「三枝先輩が、復讐する気でいるんだなって薄々気づいてたんだよ。だから、先輩がしたいんなら、したら良いじゃんって思ってたんだ」

「だけど」と言って、要は表情を曇らせた。

「あの時計塔で話してたらさ、なんか「違う」んじゃないかって……」

眉間にしわを寄せて、無理に笑おうとする要を、あかねはそっと抱きしめた。

「バカね、良いのよそれで。要は最後に榎木先輩の身を案じて、三枝先輩を止めようとしたじゃない。――良いのよ、それで」

「でもさぁ……もうちょっと早く気づけたら良かったかなぁ、なんてさぁ」

涙を堪えて、おちゃらけたように言おうとするが、声が震える。
無理すんな――そう言って秋葉は要の頭を軽く撫でた。
由希が要の手をぎゅっと力強く握った。

「要ちゃん」

やわらかく要の名を呼んだ美奈は、要をやさしく見つめた。

「もしかして、要ちゃん、ご両親が亡くなった事で……自分の事責めてる? もっとはやく帰ってたらって、今回の事も、三枝先輩が出て行くのに気づけたらって、自分を責めてるの?」

要はぐっと押し黙った。
「うん」とうなづけるほど、要はプライドが低くはないからだ。でも答える代わりに、美奈の瞳をじっと見返した。

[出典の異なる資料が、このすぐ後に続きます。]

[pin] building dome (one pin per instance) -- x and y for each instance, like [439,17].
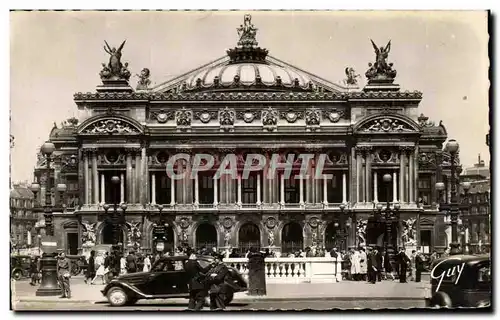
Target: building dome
[247,75]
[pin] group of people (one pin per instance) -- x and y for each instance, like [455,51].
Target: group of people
[373,265]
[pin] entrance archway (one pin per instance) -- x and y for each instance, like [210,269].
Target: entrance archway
[248,237]
[206,236]
[107,234]
[292,238]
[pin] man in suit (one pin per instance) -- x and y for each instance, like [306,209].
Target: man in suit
[196,274]
[419,265]
[215,283]
[402,261]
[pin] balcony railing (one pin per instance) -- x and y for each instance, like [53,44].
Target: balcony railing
[294,270]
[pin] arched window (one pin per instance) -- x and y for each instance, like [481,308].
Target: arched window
[206,236]
[292,238]
[249,236]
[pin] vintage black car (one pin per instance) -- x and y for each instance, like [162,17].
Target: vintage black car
[461,281]
[20,266]
[167,279]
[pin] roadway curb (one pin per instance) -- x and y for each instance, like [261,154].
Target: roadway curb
[238,300]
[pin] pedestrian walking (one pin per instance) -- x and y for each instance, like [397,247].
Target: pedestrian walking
[419,265]
[363,264]
[131,262]
[388,266]
[100,270]
[147,264]
[34,271]
[403,261]
[215,282]
[196,275]
[355,265]
[90,272]
[64,273]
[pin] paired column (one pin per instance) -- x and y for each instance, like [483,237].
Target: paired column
[86,177]
[103,189]
[216,191]
[196,190]
[344,188]
[122,188]
[172,192]
[394,187]
[259,202]
[153,189]
[129,176]
[95,177]
[239,190]
[325,189]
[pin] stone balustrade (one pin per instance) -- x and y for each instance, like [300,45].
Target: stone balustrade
[294,270]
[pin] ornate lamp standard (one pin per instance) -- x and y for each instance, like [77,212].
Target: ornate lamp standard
[49,285]
[453,206]
[116,220]
[389,213]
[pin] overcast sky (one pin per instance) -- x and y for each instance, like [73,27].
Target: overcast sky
[55,54]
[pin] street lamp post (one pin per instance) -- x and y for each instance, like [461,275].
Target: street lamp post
[388,212]
[116,220]
[453,206]
[49,285]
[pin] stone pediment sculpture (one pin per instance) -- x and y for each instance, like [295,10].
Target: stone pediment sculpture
[88,235]
[351,76]
[361,225]
[409,236]
[110,126]
[381,70]
[144,82]
[384,125]
[114,70]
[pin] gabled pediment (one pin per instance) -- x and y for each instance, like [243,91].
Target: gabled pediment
[110,124]
[385,124]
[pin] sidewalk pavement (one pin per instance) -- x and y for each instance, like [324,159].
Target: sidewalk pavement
[22,291]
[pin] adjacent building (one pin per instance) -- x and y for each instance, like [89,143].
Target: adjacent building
[250,102]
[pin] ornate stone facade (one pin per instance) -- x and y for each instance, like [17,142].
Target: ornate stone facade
[249,102]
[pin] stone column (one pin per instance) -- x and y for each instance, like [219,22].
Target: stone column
[301,190]
[216,202]
[130,186]
[402,164]
[368,175]
[95,178]
[137,177]
[394,187]
[172,192]
[86,177]
[122,188]
[282,189]
[153,189]
[325,193]
[259,202]
[196,190]
[143,189]
[344,188]
[411,177]
[103,189]
[239,190]
[359,163]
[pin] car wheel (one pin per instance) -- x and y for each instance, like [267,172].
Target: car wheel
[228,297]
[117,297]
[441,300]
[17,275]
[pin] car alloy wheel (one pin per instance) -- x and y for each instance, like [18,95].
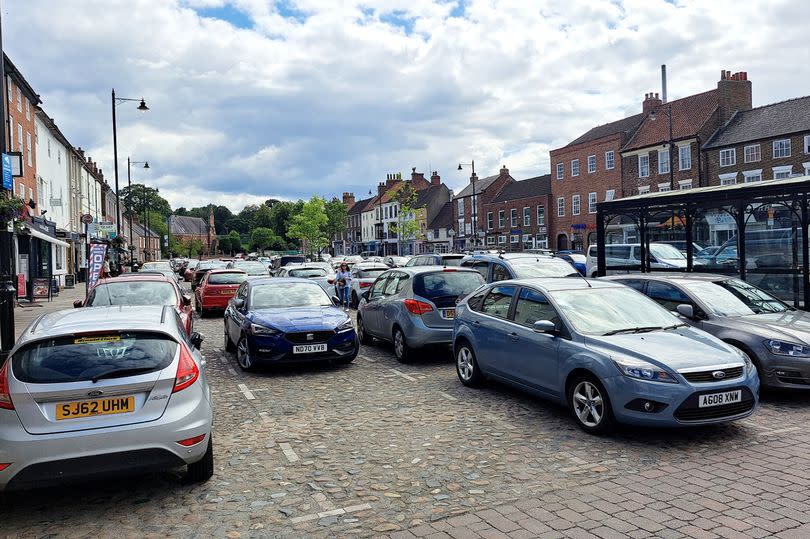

「ご両親が亡くなったのは、要ちゃんのせいじゃない。榎木先輩の事も、三枝先輩が最後に罪を犯したのも、それは要ちゃんのせいじゃないよ――だって、ご両親は今も、要ちゃんの傍で、優しく笑いかけてくれているもの」

優しくそう語って、美奈は要の斜め横を見つめた。その眼差しは、暖かさに満ちていた。

自分のせいじゃない――ずっと要は誰かに、そう言ってもらいたかった。

自分が帰るのがあと数分早ければ、もしかしたら両親は助かったかも知れない。要はずっと、そう自分を責めていた。犯人を恨んで、呪うほどに、自分を恨んで呪った。

「うっうう……」

――皆の前で、泣くなんて恥ずかしい。
以前の要だったらそんな事を思って、絶対に泣く事なんてなかっただろう。
だけど今の要は、素直に泣く事が出来た。
そんな要を、あかね達はやさしく見守った。
よく晴れた穏やかな日、青い空には気持ち良さそうに鳥が飛んでいる。
穏やかな日差しが窓に注がれ、要達を包んでいた。
暖かい日差しの中で、要は思った。

――ああ、あたしは、この人達を一生大事にしよう。